Импрессионистическая субъективность Каффки очень ясно обращена вовне, ориентируется на объективные полюса жизненного магнитного поля. Не столь очевидно это двуединство у Дюлы Круди (1878—1933), художника, исторически с М. Каффкой, однако, сопоставимого. Первоначально, в многочисленных рассказах 90—900-х годов, Круди следовал по стопам раннего Миксата и отчасти Ревицкого. Некое мягкое сочувствие к отходящим в прошлое, но трогательным в своей естественной простоте нравам было разлито в них. Лишь позже стала постепенно складываться его необычная интонация, импрессионистически прихотливая, меланхоличная зыбкость повествования (новеллистический цикл «Путешествия Синдбада», 1912; повесть «Красный дилижанс», 1914; сб. рассказов «Славные деньки на улице Аранькез», 1916).

Суть ее — в особой двуплановости: мизерность реального, изображаемого облекается словно полусказочным флером. Полусказочность эта не столько фольклорна, сколько эстетизированно-легендарна. Убогий стародворянский и полубогемный быт своеобразно, ностальгически мифологизировался Дюлой Круди, становясь лирическим эхом канувших в Лету, но человеческих земных чар: рыцарственной широты и легкости, беззаботной влюбленности в радость, красоту. Образ этот мало соответствовал исторической действительности, но, оттеняя грустно-непреложный факт новейшего буржуазного аморализма, нравственного упадка, нес в себе его неприятие. Своеобразный импрессионизм Д. Круди поэтому не противоположен социально более отчетливым устремлениям М. Каффки. По-разному, но обоих манило и занимало обретение полного, реального человеческого времени, которое измеряется интенсивностью, содержательностью жизни.

Беспокойной романтикой перемен и нераздельного с ними самообретения еще глубже проникнута поэзия Эндре Ади (1877—1919).
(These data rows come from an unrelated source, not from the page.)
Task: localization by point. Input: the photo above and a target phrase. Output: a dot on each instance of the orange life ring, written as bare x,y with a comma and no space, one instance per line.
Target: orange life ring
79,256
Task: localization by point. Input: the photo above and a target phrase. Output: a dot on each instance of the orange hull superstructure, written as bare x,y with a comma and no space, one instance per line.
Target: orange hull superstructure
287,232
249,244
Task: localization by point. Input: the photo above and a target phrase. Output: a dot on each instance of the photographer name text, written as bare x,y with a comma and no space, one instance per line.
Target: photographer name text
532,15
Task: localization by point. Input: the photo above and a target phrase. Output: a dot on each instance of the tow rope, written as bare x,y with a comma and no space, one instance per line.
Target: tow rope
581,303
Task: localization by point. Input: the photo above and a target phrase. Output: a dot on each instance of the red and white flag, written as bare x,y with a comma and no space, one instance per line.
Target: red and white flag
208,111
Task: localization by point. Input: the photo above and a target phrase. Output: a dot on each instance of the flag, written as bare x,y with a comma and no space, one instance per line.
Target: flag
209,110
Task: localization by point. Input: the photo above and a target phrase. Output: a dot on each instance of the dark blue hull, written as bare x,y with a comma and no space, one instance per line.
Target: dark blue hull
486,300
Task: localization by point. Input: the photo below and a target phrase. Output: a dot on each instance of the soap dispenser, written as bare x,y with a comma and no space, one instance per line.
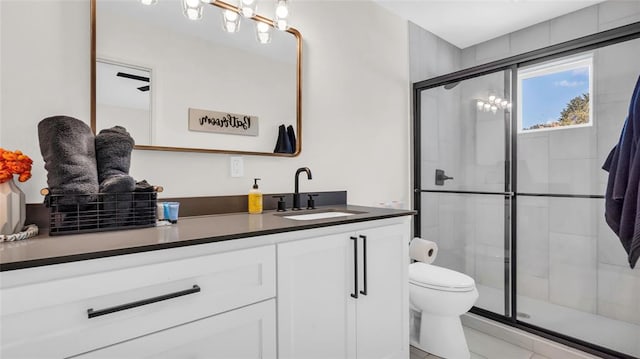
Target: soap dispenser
255,198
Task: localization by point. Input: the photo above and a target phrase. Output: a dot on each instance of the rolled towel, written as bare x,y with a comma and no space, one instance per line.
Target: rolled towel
292,138
423,250
113,155
68,148
283,144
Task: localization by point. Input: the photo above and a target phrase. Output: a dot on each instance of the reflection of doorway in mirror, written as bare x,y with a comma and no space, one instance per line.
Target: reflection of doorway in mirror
123,98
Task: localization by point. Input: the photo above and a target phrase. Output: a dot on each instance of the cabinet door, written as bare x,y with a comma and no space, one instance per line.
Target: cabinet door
249,332
316,313
382,314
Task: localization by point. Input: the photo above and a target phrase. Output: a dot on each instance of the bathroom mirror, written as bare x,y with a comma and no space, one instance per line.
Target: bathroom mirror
151,67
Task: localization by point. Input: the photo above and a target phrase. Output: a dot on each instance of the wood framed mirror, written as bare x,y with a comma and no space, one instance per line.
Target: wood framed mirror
152,68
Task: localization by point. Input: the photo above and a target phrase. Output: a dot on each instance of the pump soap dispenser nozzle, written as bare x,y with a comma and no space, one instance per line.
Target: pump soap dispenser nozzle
255,198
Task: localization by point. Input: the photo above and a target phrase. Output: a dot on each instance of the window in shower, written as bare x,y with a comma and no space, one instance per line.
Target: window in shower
556,94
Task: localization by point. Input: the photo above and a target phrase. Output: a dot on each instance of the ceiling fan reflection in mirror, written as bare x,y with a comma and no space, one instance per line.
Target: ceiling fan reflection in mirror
135,77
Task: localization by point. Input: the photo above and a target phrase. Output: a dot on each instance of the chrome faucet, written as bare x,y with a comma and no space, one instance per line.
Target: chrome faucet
296,193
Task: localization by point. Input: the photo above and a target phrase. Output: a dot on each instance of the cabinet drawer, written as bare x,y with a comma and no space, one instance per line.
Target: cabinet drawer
244,333
52,318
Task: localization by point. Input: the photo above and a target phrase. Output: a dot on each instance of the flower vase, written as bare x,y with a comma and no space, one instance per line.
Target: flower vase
12,208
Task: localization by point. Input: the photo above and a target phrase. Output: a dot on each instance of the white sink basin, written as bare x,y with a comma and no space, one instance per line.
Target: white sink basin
318,215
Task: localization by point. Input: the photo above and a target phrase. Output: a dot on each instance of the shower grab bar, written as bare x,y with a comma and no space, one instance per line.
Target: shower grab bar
510,194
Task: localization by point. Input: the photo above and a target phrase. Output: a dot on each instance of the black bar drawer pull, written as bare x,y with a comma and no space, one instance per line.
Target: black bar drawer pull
355,267
96,313
364,263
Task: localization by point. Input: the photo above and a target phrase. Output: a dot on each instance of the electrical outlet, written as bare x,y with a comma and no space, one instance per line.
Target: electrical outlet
237,167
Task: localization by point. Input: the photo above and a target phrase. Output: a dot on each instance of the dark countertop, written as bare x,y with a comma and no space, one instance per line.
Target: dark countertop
47,250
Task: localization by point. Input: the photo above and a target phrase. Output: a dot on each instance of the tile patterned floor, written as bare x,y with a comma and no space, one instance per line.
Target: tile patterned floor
483,346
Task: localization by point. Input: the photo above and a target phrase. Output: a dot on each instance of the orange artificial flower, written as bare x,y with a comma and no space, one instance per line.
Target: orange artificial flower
14,163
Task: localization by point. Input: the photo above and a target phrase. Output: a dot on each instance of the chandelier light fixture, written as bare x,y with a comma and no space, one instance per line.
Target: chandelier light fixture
493,104
193,10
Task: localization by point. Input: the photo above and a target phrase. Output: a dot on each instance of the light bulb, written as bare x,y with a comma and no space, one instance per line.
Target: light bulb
282,12
281,24
263,32
192,9
230,21
248,7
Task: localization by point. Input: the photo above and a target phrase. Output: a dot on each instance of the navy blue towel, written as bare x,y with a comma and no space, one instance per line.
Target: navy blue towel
622,203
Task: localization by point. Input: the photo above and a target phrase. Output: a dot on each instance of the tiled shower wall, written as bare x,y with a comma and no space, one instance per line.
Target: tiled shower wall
567,255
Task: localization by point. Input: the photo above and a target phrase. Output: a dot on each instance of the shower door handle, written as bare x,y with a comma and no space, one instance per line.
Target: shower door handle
441,177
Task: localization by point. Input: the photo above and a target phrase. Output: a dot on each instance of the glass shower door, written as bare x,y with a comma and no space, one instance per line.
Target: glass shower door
465,190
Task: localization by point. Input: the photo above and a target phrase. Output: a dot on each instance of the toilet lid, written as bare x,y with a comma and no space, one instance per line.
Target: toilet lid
430,276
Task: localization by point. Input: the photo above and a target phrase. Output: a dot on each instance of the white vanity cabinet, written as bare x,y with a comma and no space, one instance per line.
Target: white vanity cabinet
242,333
192,304
319,315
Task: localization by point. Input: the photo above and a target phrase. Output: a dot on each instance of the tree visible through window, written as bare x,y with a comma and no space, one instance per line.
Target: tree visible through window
555,95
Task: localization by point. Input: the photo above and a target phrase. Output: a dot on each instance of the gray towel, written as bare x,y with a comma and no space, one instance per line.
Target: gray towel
113,155
68,149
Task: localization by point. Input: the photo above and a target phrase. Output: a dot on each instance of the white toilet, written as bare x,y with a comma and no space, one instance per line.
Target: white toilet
438,297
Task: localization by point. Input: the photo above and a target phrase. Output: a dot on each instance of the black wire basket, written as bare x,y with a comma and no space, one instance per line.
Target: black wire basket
83,213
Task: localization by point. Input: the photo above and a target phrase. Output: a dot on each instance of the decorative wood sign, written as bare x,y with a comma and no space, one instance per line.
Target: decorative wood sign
222,122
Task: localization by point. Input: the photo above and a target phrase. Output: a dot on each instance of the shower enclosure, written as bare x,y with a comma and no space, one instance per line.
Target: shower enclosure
508,182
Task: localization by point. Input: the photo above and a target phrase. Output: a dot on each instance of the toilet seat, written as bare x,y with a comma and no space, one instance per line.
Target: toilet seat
434,277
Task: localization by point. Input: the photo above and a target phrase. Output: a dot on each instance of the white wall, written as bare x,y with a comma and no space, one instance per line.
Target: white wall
355,102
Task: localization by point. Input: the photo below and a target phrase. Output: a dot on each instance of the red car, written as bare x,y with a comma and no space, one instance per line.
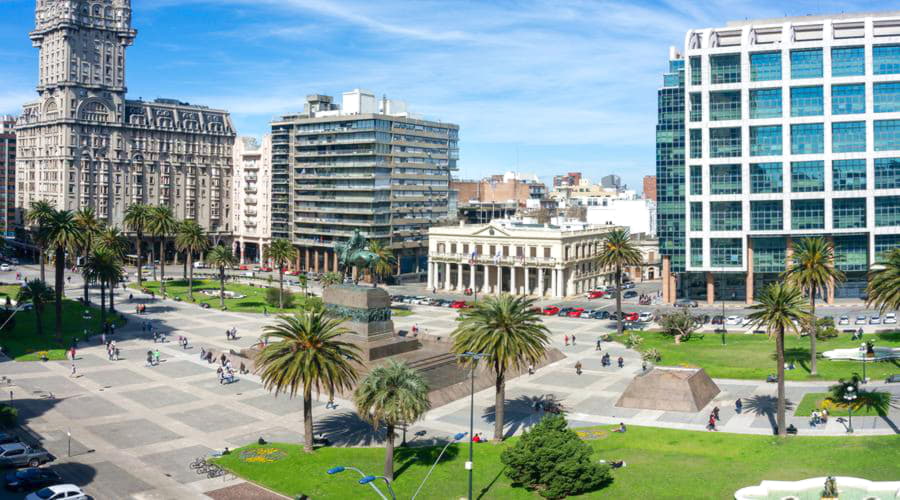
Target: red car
576,313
В этом была ее притягательность для радикальной, в том числе творческой, венгерской интеллигенции. И это же ставит символизм Ади в особые, как бы взаимодополняющие отношения с тогдашним венгерским реализмом. Сравнительно с французским символизм Ади меньше отдален от реализма, которому он передавал гражданственно-этические заветы романтиков от Петефи до Вайды. Место Э. Ади среди современников определяется присущим ему ощущением переходности эпохи, которое именно он предельно остро запечатлел в венгерской литературе начала века. Связуя его с Западом (французским символизмом, но особенно с «пресимволистом» Бодлером и не безусловным символистом Верхарном) и с Востоком (не только русскими символистами, прежде всего Блоком, но отчасти и ранним Маяковским), это ощущение составляло одновременно основу его поэтической неповторимости. Трагичное и вместе с тем исполненное социально-мятежных ожиданий, это ключевое лирическое переживание, чувство переломности эпохи, разворачивалось в любовной и политико-патриотической лирике Ади, преломляясь в его урбанизме, богоборчестве и собственно символике, в системе выразительных средств (сб. «Новые стихи», 1906; «Кровь и злато», 1907; «На колеснице Ильи-пророка», 1908; «Хотел бы, чтоб меня любили», 1909; «Наша любовь», 1913; «Кто меня видел?», 1914, и др.).